The Winner: Yair Lapid?s sweep of 19 Knesset seats was unanticipated by the American press. Image by Getty Images
David Remnick wasn’t the only journalist to inaccurately forecast the outcome of the January 22 Israeli election, but because he is arguably one of the best practitioners of his craft, his mistaken prediction really stung. In a 9,000-word piece on the ascendant religious right, published in The New Yorker just before the election, Remnick confidently argued that “the story of the election is the implosion of the center-left and the vivid and growing strength of the radical right.”
Well, no. As it so happens, the story of the election was the surprising strength of a brand-new centrist political party led by a charismatic former journalist who tapped into middle-class anxieties about the nation’s growing economic, cultural and religious divide. The stunning ascent of Yair Lapid’s Yesh Atid (There Is a Future) party, combined with an embarrassingly tepid showing for Benjamin Netanyahu’s ruling coalition, left many in the pundit class struggling for explanations.
Remnick wasn’t the only one. On January 21, journalist Shmuel Rosner posted on The New York Times website: “Bibi Forever.” A week later, Rosner was scrambling to explain why he, too, got it wrong. We at the Forward didn’t quite see it coming, either. We published a strong, insightful story detailing how Naftali Bennett’s new HaBayit HaYehudi (Jewish Home) party was reclaiming the religious Zionist mantle but never gave equal consideration to Lapid’s nascent movement. In our defense, we only reflected the consistent message from Israeli pollsters, who forecast as much as a second place finish for Bennett. Instead, he came in fourth.
Why did the mainstream media make such a mistake? Public polling in Israel is deeply flawed, and this election campaign put that in high relief. Pollsters tend to only call landlines, effectively excluding huge swaths of the population who communicate with a pele-phone to the ear. (Not coincidentally, mobile phone users are the type of younger voter more likely to support Yesh Atid.) Clearly, Israel needs its own Nate Silver.

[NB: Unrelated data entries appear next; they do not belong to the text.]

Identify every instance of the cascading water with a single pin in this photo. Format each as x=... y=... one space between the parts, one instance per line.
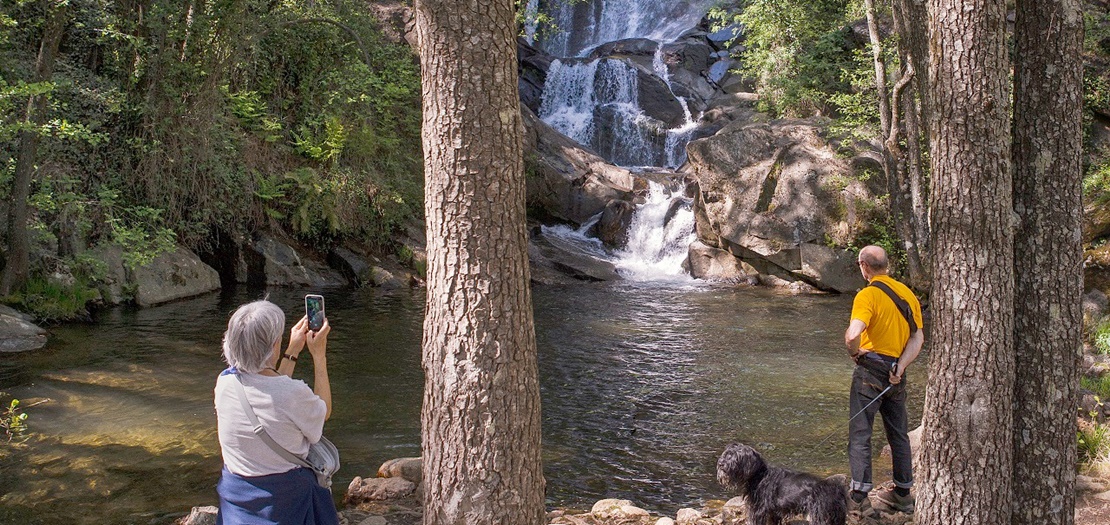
x=596 y=101
x=585 y=24
x=658 y=238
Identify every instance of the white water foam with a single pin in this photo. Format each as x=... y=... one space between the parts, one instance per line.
x=657 y=243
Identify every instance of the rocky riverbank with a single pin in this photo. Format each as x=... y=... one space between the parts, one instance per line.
x=393 y=498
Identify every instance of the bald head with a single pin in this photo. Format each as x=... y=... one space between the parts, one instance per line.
x=875 y=258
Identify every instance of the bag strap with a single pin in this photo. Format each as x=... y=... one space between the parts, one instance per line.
x=899 y=303
x=262 y=432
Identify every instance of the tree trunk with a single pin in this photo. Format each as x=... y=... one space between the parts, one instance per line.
x=481 y=415
x=16 y=266
x=1048 y=258
x=967 y=448
x=909 y=23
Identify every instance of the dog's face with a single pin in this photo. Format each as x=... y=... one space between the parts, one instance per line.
x=737 y=464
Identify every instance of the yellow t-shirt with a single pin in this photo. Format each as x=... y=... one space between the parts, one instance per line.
x=887 y=331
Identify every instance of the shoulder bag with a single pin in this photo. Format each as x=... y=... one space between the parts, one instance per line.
x=323 y=458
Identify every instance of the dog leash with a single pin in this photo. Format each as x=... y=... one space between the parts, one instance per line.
x=860 y=411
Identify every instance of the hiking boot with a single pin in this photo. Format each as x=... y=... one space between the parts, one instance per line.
x=861 y=510
x=890 y=500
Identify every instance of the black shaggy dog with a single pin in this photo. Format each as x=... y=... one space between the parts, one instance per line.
x=773 y=493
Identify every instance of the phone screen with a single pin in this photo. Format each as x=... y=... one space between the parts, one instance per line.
x=314 y=310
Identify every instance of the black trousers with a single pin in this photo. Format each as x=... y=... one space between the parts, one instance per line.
x=866 y=386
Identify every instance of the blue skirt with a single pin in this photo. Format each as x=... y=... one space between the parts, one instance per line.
x=289 y=498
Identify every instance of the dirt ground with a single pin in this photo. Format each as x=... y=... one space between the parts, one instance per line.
x=1090 y=511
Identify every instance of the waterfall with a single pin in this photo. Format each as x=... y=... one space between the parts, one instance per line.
x=659 y=236
x=585 y=24
x=595 y=101
x=597 y=104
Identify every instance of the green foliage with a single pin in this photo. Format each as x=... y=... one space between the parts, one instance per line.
x=229 y=117
x=795 y=50
x=1097 y=179
x=1093 y=447
x=1099 y=386
x=52 y=300
x=13 y=423
x=1100 y=336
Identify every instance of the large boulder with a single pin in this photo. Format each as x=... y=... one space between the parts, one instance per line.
x=377 y=488
x=173 y=275
x=712 y=263
x=769 y=193
x=282 y=265
x=533 y=66
x=20 y=335
x=565 y=181
x=170 y=276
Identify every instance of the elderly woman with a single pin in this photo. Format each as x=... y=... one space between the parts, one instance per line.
x=258 y=485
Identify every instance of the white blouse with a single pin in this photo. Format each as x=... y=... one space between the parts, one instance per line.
x=290 y=412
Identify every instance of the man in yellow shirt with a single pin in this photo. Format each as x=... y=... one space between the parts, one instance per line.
x=883 y=342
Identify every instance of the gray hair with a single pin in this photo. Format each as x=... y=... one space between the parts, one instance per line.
x=252 y=331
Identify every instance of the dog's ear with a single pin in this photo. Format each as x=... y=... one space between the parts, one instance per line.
x=737 y=464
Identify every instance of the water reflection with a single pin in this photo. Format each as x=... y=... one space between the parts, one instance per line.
x=642 y=387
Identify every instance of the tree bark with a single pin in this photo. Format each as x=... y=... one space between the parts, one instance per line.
x=17 y=263
x=481 y=415
x=1048 y=258
x=910 y=23
x=967 y=448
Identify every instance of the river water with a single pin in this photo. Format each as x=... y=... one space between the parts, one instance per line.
x=643 y=385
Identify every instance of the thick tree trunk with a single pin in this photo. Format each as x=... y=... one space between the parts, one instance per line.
x=17 y=262
x=481 y=416
x=967 y=448
x=1048 y=258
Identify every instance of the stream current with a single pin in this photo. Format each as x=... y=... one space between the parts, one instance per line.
x=643 y=385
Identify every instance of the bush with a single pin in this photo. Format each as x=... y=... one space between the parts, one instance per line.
x=1098 y=385
x=1095 y=448
x=1100 y=336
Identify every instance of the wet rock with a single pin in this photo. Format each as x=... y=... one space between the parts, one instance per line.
x=578 y=265
x=200 y=516
x=282 y=265
x=766 y=194
x=1095 y=306
x=567 y=182
x=20 y=335
x=688 y=516
x=411 y=468
x=4 y=310
x=715 y=264
x=533 y=73
x=171 y=276
x=377 y=488
x=1089 y=485
x=613 y=226
x=351 y=264
x=617 y=510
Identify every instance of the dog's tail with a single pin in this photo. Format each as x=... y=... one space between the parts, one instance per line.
x=829 y=504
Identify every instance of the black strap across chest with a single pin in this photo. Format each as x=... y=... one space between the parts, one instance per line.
x=900 y=303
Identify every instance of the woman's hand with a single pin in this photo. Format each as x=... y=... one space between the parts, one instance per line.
x=318 y=340
x=296 y=336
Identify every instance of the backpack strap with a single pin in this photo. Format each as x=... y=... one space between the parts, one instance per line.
x=899 y=303
x=281 y=451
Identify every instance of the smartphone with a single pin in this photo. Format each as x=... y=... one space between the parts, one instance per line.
x=314 y=310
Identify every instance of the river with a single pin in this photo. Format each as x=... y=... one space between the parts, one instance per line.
x=643 y=385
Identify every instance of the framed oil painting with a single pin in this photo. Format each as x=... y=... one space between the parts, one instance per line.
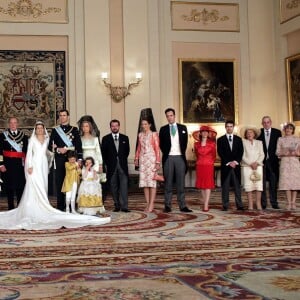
x=289 y=9
x=293 y=85
x=207 y=91
x=32 y=86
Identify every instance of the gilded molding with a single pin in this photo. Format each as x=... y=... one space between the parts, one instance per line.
x=293 y=4
x=205 y=16
x=26 y=8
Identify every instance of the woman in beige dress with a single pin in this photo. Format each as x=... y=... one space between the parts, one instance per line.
x=252 y=166
x=288 y=150
x=91 y=148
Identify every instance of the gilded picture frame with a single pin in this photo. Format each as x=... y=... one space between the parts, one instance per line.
x=293 y=87
x=205 y=16
x=208 y=91
x=289 y=9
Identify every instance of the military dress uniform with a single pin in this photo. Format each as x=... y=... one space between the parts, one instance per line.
x=13 y=160
x=72 y=134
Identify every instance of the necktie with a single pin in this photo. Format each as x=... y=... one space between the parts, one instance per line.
x=173 y=130
x=267 y=138
x=230 y=141
x=116 y=142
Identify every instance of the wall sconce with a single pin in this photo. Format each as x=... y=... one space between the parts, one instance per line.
x=118 y=93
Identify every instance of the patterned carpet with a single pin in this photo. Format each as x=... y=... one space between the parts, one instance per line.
x=214 y=255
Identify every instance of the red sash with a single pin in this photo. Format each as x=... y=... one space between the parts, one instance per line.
x=13 y=154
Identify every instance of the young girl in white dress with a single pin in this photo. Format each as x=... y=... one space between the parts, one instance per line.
x=90 y=194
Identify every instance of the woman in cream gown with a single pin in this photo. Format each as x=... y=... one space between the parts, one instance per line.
x=288 y=150
x=252 y=166
x=92 y=204
x=34 y=211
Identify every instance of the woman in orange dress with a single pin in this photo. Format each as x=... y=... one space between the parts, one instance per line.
x=205 y=151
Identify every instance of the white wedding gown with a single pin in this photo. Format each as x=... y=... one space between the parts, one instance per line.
x=34 y=211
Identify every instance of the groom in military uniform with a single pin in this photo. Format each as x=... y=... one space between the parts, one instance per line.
x=13 y=148
x=63 y=138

But this election also upended the conventional narrative that Israelis put “security” at the top of the list of issues they consider when casting a ballot. Only when security is ensured — either through negotiations with the Palestinians or a strike to end Iran’s nuclear ambitions, take your pick — will Israelis then turn to the domestic issues, so the theory goes. And those security concerns live squarely at the intersection of Israeli policy and American interests. You don’t hear American Jews fret over the price of cottage cheese in Hadera. You hear American Jews fret over the lack of a peace deal with the Palestinians, or the threat of an Iranian nuclear attack.
Many Israelis, we learned on January 22, care about other things first. Domestic things. Will the Haredim share the burden of defending the country? Will the government work to ease the prohibitive cost of housing? Will the concerns that fueled the social justice protests in 2011 make their way to the Knesset legislative agenda?
So all those whose predictions were off deserve a break — as long as we take this as a lesson that democracy has the power to surprise us.